Her sister didn't deserve the lies, but now wasn't the time for revelations, not with Doomers in pursuit and Parisa's sons still in danger.

"We need to keep moving," Kyra said instead of addressing the question further. "The fire escape looks clear."

25

MAX

"Are you hurt?" Max asked Rana.

She shook her head. "No. What's going on? Who is chasing us and why? And who are you?"

"My name is Max." He offered her his hand. "And I'm with an organization that saves people from those bad guys who want to abduct people with your specific genetic profile and use them in unsavory ways. There is more to it, but this is not the time to get into it."

"My genetic profile?" Rana repeated, confusion momentarily overriding her fear. "What are you talking about?"

Another sharp turn threw them against the van's side, cutting off Max's response. Outside, the sounds of pursuit continued, and Anton was still driving like a bat out of hell.

"Can you lose them?" Max asked him.

"Working on it," Anton replied without taking his eyes off the increasingly narrowing streets of the neighborhood they were flying through.
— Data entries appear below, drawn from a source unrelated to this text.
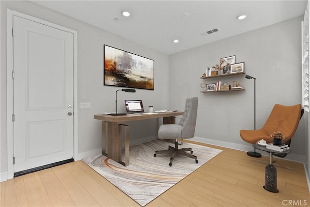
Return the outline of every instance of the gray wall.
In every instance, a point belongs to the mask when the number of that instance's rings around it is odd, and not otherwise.
[[[155,109],[168,106],[168,56],[119,36],[62,15],[28,1],[1,1],[1,167],[7,169],[6,118],[6,8],[48,21],[78,32],[78,102],[91,102],[91,108],[78,111],[78,153],[100,148],[101,122],[93,114],[115,111],[115,91],[120,87],[103,85],[103,45],[107,44],[154,60],[155,90],[137,89],[136,93],[118,93],[118,111],[124,112],[124,99],[141,98]],[[121,101],[123,100],[123,101]],[[154,139],[155,120],[131,124],[131,143]],[[139,130],[138,130],[139,129]]]
[[[239,131],[254,128],[254,80],[245,79],[245,75],[199,78],[207,67],[219,63],[220,58],[235,55],[236,63],[245,62],[246,73],[257,79],[256,128],[261,128],[275,104],[301,103],[302,19],[298,17],[170,55],[170,107],[179,109],[186,97],[198,96],[196,136],[225,142],[228,146],[248,145],[241,139]],[[219,80],[231,85],[236,80],[246,91],[199,92],[201,83]],[[304,122],[301,121],[292,142],[294,153],[303,161]]]

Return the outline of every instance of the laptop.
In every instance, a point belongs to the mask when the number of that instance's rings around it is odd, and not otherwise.
[[[140,114],[144,112],[141,100],[125,100],[127,113]]]

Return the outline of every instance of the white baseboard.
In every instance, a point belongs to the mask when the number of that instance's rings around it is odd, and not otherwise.
[[[308,189],[309,190],[309,192],[310,192],[310,172],[308,171],[307,165],[305,163],[304,163],[304,168],[305,168],[305,173],[306,174],[307,182],[308,184]]]
[[[6,181],[8,180],[8,171],[0,172],[0,182]]]

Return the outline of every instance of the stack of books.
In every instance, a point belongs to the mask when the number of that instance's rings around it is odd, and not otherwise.
[[[228,91],[231,89],[230,85],[221,85],[220,91]]]
[[[280,145],[273,145],[272,143],[267,144],[266,148],[272,149],[278,152],[284,152],[290,149],[290,147],[288,144],[282,144]]]

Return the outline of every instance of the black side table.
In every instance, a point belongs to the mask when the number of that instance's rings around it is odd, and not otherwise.
[[[269,153],[269,163],[265,168],[265,185],[263,188],[266,191],[272,192],[279,192],[277,189],[277,169],[276,166],[272,164],[272,153],[288,154],[291,152],[290,149],[284,152],[279,152],[266,148],[266,146],[259,145],[258,143],[253,144],[254,148],[260,150],[264,151]]]

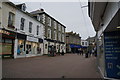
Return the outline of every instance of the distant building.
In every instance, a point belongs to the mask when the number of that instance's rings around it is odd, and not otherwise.
[[[26,12],[25,4],[0,4],[0,55],[13,58],[42,55],[44,25]]]
[[[56,19],[47,14],[44,9],[36,10],[31,14],[44,24],[44,54],[48,54],[50,47],[54,46],[56,53],[64,51],[66,53],[65,44],[65,26]]]
[[[77,53],[81,48],[81,37],[79,34],[66,32],[66,51],[67,53]]]

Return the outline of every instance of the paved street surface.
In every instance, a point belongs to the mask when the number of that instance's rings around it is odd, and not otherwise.
[[[100,78],[95,57],[76,54],[4,59],[4,78]]]

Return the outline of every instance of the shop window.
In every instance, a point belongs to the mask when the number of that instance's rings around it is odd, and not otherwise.
[[[4,43],[4,39],[0,38],[0,43]]]
[[[84,45],[84,42],[82,42],[82,45]]]
[[[11,39],[5,39],[5,43],[12,43]]]
[[[45,44],[45,49],[47,49],[47,44]]]
[[[54,21],[54,29],[57,29],[57,23]]]
[[[25,19],[21,18],[20,30],[24,30]]]
[[[9,12],[9,17],[8,17],[8,27],[10,27],[10,28],[15,28],[14,26],[13,26],[13,24],[14,24],[14,14],[12,13],[12,12]]]
[[[32,33],[32,22],[29,22],[29,32]]]
[[[39,26],[37,25],[37,35],[39,34]]]

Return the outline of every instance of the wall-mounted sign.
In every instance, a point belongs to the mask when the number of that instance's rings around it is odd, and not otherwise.
[[[10,32],[5,31],[5,30],[0,30],[0,33],[2,33],[2,34],[6,34],[6,35],[10,35]]]
[[[106,32],[104,36],[107,77],[120,79],[120,32]]]

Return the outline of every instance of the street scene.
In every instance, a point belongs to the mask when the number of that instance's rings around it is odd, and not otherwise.
[[[0,79],[120,79],[120,0],[0,1]]]
[[[95,61],[77,54],[3,60],[3,78],[100,78]]]

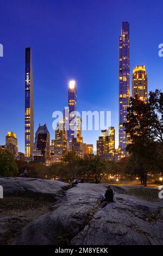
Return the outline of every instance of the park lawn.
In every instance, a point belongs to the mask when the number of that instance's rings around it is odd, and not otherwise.
[[[133,188],[127,190],[124,193],[134,196],[139,198],[151,202],[160,202],[159,191],[153,188]]]

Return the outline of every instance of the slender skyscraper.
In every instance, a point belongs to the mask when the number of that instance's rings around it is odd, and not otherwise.
[[[137,95],[140,100],[147,101],[148,80],[145,66],[136,66],[133,69],[132,79],[132,97]]]
[[[76,118],[74,112],[77,110],[77,99],[76,83],[76,81],[71,80],[68,84],[69,130],[67,131],[68,149],[71,148],[72,139],[76,137],[73,120]]]
[[[130,96],[129,23],[122,22],[119,38],[119,146],[125,149],[127,135],[123,124],[126,122]]]
[[[25,156],[32,159],[34,147],[33,82],[30,48],[26,48]]]

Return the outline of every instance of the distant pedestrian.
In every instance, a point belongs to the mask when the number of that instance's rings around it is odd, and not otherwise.
[[[107,190],[105,194],[103,194],[101,197],[101,203],[103,202],[115,202],[115,193],[110,186],[108,186]]]

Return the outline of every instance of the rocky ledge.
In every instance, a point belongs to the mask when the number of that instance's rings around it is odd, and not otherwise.
[[[11,185],[12,179],[9,179],[12,189],[13,184],[18,182],[21,190],[26,182],[26,193],[28,187],[33,192],[31,185],[28,186],[33,180],[37,184],[34,186],[36,193],[40,190],[39,194],[42,194],[41,198],[44,193],[47,196],[53,193],[54,202],[58,199],[50,211],[22,228],[12,245],[163,244],[162,202],[139,199],[124,194],[123,188],[113,186],[116,202],[105,205],[100,204],[101,194],[106,189],[104,184],[80,184],[65,191],[68,185],[59,181],[27,179],[21,182],[15,178]],[[18,193],[19,187],[16,187]],[[60,191],[58,197],[54,196],[57,191]]]

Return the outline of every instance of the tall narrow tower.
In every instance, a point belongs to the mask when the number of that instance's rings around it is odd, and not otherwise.
[[[140,100],[146,102],[148,97],[148,80],[145,66],[136,66],[133,69],[132,97],[136,95]]]
[[[69,130],[67,131],[68,149],[70,149],[72,139],[76,137],[74,111],[77,110],[77,85],[76,81],[71,80],[68,84],[68,106],[69,107]]]
[[[127,121],[130,96],[129,23],[122,22],[119,38],[119,146],[125,149],[127,135],[123,123]]]
[[[34,148],[33,82],[30,48],[26,48],[25,156],[32,160]]]

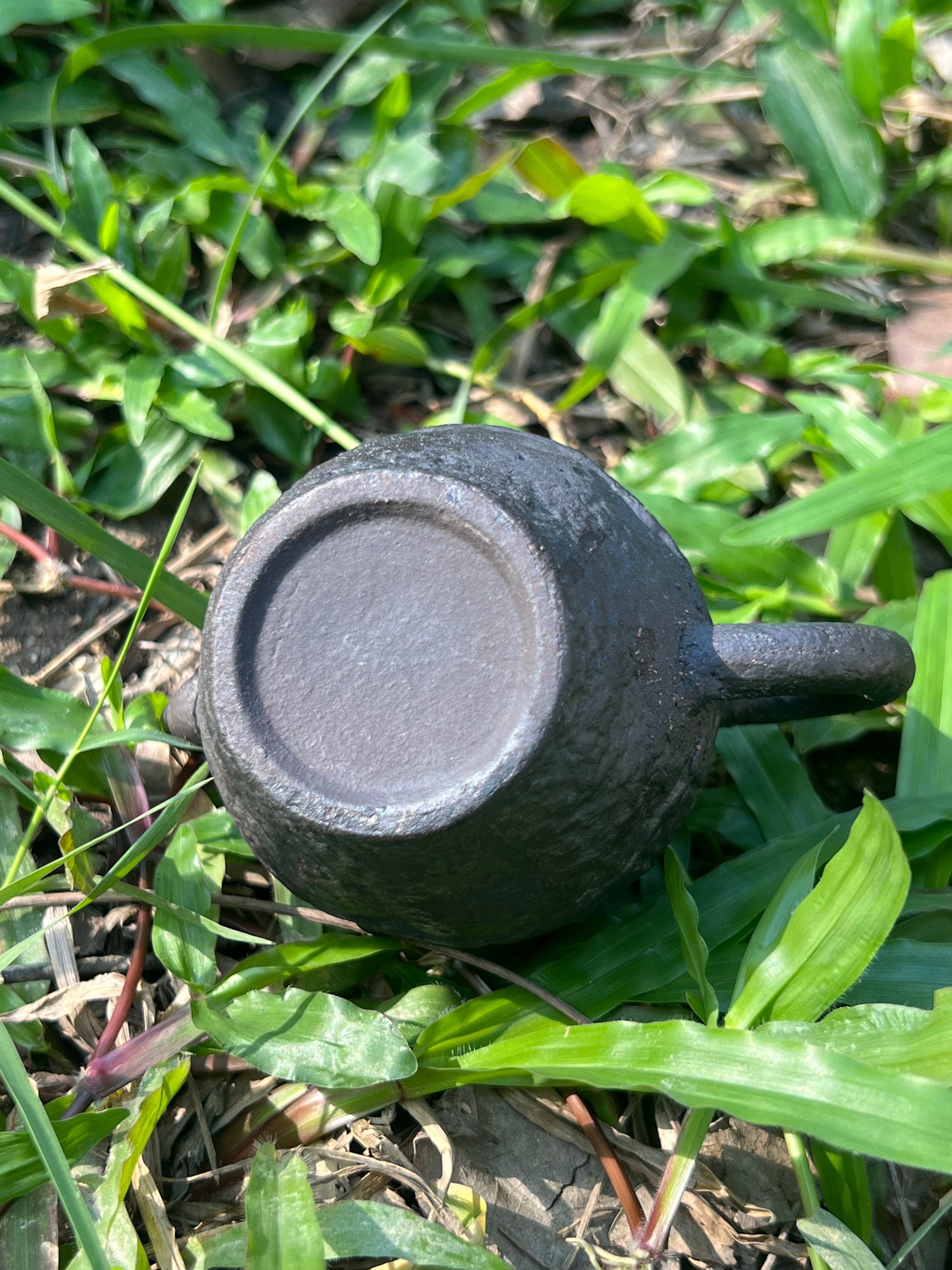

Max's comm unit crackled with static, and his heart accelerated, expecting to hear Kyra's voice. He was worried about her, and trying not to think about worst-case scenarios was taking a deliberate mental effort.

She was with Jade, who was on par with if not a superior warrior to him and Yamanu, and the female had promised him to protect Kyra. But now Kyra was alone with Parisa, and Jade was on her way to Parisa's sons.